Chas emailed me to say that he’d pulled some strings and finally managed a quiet chat with Carr Blackstock, but it had been a really tricky meeting. For a start, he’d been angry that Chas knew anything about him and Mum, until he learned that Chas had been in the same boat. He was also very suspicious of my motives, though Chas reassured him that I only wanted to know whether he was or was not my biological father, but had no interest in him other than that. And, of course, I’d sent a letter for him via Chas that said the same thing.

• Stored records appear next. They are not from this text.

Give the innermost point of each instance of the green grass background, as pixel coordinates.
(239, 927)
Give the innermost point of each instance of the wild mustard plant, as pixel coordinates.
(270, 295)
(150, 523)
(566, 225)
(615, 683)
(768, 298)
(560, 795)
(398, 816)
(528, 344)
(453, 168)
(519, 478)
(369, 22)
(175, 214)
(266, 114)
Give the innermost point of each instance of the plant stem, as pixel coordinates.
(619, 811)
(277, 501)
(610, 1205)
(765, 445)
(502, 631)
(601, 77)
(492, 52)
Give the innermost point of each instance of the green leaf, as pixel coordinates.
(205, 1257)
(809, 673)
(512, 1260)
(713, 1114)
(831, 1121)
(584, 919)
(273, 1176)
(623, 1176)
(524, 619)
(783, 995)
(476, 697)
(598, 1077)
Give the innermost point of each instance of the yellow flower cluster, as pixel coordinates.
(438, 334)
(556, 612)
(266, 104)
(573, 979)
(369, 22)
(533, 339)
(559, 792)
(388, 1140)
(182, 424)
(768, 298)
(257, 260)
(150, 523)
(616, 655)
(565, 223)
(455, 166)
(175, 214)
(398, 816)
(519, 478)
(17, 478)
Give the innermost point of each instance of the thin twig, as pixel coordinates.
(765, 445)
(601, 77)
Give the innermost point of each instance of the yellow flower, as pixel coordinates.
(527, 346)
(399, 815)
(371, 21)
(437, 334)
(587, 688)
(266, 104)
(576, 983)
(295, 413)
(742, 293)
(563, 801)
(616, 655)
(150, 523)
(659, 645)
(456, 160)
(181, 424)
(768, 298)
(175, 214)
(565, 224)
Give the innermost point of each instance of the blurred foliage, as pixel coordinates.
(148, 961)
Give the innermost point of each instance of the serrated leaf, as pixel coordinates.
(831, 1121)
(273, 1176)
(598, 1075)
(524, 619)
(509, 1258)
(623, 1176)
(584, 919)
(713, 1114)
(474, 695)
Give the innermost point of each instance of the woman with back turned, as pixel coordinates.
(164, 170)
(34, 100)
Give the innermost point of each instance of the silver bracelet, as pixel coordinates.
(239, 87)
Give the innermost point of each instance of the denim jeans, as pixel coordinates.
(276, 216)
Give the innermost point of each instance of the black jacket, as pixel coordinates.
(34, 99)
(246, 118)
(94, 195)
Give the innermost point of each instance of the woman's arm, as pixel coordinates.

Chas said it was clear he firmly believed he wasn’t my father and in the end agreed to provide a DNA sample to prove it once and for all. But actually, I hoped it was him, even if he was horrible, because then I’d be able just to draw a line under it and forget all about him!
When I went to collect Grumps’ chapter on Wednesday morning he was highly pleased with himself and insisted on showing me an old map of Sticklepond that he had acquired from Felix the previous day.
‘Have you found a new marker for your ley line?’ I asked, helping to hold down one curling end.
‘No, no – something quite different. A piece of extremely useful information about the lido field that I have passed on to Felix, so he may tell the rest of the Parish Council.’
‘Right,’ I said, putting his tea down on a corner of the map.
‘See here?’ He pointed, the large red stone in the silver ring he wore on his index finger glinting dully. ‘The so-called lido field has never been built on for it once formed the gardens of a long-gone small monastic house. But this map was drawn up later, after the first wave of the Black Death had swept the land, and you can see here that the area is now clearly marked as “Plague Pit Field”.’
‘Plague Pit Field? You mean there was a mass grave there for plague victims?’ I asked, startled. ‘I suppose they did have to bury them quickly.’
‘Precisely. And then over the years the name has been forgotten, until eventually the area became a popular local picnic spot, leased from the owner of Badger’s Bolt, by the council, as a public amenity.’